Zum Glück gab und gibt es aber noch meine beiden Nachbarn, zur Linken (grobe Richtung) den Engländer David, und zur Rechten (noch gröbere Richtungsangabe) den »Knurrhahn« Kris. Letzterer ist übrigens ein Landsmann und handwerklich leider nur eingeschränkt begabt. Dafür erzeugt er aber jede Menge gute Ideen, die David dann meistens schweigend, dafür aber beherzt in die Tat umsetzt. Er nämlich ist handwerklich geschickt, dafür macht er nicht gern viele Worte oder große Pläne, wie Kris.

Die beiden Nachbarn ergänzen einander also überraschend gut, und ich darf sagen, durch meine Hilfsbedürftigkeit beim Umbau sind Kris und David mittlerweile mir und einander richtig gute Freunde geworden.

Mein Strandcafé heißt übrigens »Nube«, das ist das spanische Wort für Wolke.

»Café Nube«, »Café Wolke« steht auch abwechselnd mit weißer Schrift auf den blau gestrichenen Fensterläden und den Türen. Von mir eigenhändig darauf gepinselt.

Auch die Tür- und Fensterrahmen habe ich selbst in einem schönen Mittelblau lackiert.

Die Hauswände wiederum wurden von David in tagelanger, selbstverständlich von mir bezahlter Arbeit zuerst weiß gekalkt und dann in kräftigem Hellblau übertüncht.

Auf dem Hellblau wiederum habe ich pinselschwingend wunderschöne schneeweiße Haufen- und Schäfchenwolken verewigt, wild ums ganze Haus herum verteilt.

Mein Wolkenparadies.

Es sieht verrückt aus und zugleich wunderhübsch, und ich liebe es!

Und ich habe weitere Pläne, die ich bald umsetzen will: den Anbau einer Wellnessoase nämlich.

Meine Idee ist es, hier Ayurveda-Massagen, Tanztherapie und eine spezielle Form des Rückenstretchings anzubieten.

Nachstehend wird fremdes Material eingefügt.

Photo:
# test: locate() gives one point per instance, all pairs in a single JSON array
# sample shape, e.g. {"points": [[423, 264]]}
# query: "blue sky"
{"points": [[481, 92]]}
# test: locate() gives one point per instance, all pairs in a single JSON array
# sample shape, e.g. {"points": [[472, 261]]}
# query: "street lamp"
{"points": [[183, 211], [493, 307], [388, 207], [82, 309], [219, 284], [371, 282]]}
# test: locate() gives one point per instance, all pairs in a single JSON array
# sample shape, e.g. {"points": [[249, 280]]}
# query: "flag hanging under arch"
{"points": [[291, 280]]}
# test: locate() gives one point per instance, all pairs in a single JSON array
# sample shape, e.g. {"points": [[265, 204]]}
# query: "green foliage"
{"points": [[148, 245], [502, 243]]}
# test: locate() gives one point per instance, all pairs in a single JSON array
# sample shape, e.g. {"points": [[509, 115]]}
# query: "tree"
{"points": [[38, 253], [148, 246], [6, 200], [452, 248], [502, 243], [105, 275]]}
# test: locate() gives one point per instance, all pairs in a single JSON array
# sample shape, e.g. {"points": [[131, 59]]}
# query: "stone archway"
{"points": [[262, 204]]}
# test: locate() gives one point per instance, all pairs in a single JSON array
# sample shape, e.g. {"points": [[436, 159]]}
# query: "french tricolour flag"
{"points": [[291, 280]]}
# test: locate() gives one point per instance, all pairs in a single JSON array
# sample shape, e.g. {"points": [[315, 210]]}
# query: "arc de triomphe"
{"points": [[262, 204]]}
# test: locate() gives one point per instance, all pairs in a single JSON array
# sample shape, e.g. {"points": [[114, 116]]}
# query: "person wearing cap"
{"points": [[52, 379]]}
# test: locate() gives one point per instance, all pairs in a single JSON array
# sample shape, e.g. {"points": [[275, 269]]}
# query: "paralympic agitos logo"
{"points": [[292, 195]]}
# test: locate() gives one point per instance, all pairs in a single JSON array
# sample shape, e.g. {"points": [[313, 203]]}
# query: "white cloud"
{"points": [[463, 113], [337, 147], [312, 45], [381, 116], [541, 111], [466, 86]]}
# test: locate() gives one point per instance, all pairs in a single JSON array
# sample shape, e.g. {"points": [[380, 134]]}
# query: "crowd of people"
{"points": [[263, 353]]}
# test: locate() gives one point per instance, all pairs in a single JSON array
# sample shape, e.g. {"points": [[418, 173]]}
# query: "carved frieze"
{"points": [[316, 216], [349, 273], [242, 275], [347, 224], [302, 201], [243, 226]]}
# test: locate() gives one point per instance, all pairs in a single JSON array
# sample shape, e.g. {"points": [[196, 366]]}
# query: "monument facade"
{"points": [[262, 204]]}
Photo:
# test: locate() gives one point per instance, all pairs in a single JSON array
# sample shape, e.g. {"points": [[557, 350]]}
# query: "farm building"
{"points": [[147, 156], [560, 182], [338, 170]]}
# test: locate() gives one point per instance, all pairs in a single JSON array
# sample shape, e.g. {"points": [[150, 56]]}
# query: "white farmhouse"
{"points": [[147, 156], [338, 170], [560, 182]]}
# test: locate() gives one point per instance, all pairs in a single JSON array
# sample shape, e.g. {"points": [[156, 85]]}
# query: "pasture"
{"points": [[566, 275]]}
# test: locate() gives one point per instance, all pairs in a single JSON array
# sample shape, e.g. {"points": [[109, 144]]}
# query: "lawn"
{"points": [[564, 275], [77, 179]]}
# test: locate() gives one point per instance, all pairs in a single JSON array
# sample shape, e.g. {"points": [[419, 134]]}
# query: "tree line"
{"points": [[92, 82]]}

In allen drei Bereichen bin ich ausgebildet, in diversen Seminaren und Workshops habe ich über Jahre hinweg die nötigen praktischen Kenntnisse erworben.

Es war immer schon mein Traum gewesen, eines Tages selbstständig zu arbeiten, am besten irgendwo in der Sonne, und dabei auch noch anderen Menschen zu helfen.

Schritt für Schritt habe ich mich diesem Ziel bis heute beharrlich genähert, auf vieles verzichtet, um genügend Kapital für die Verwirklichung des Traumes anzusparen, und jetzt ist alles in greifbare Nähe gerückt.

Ich denke, hiermit ist immerhin verständlich geworden, wieso ich mich als »Einsteigerin« bezeichne.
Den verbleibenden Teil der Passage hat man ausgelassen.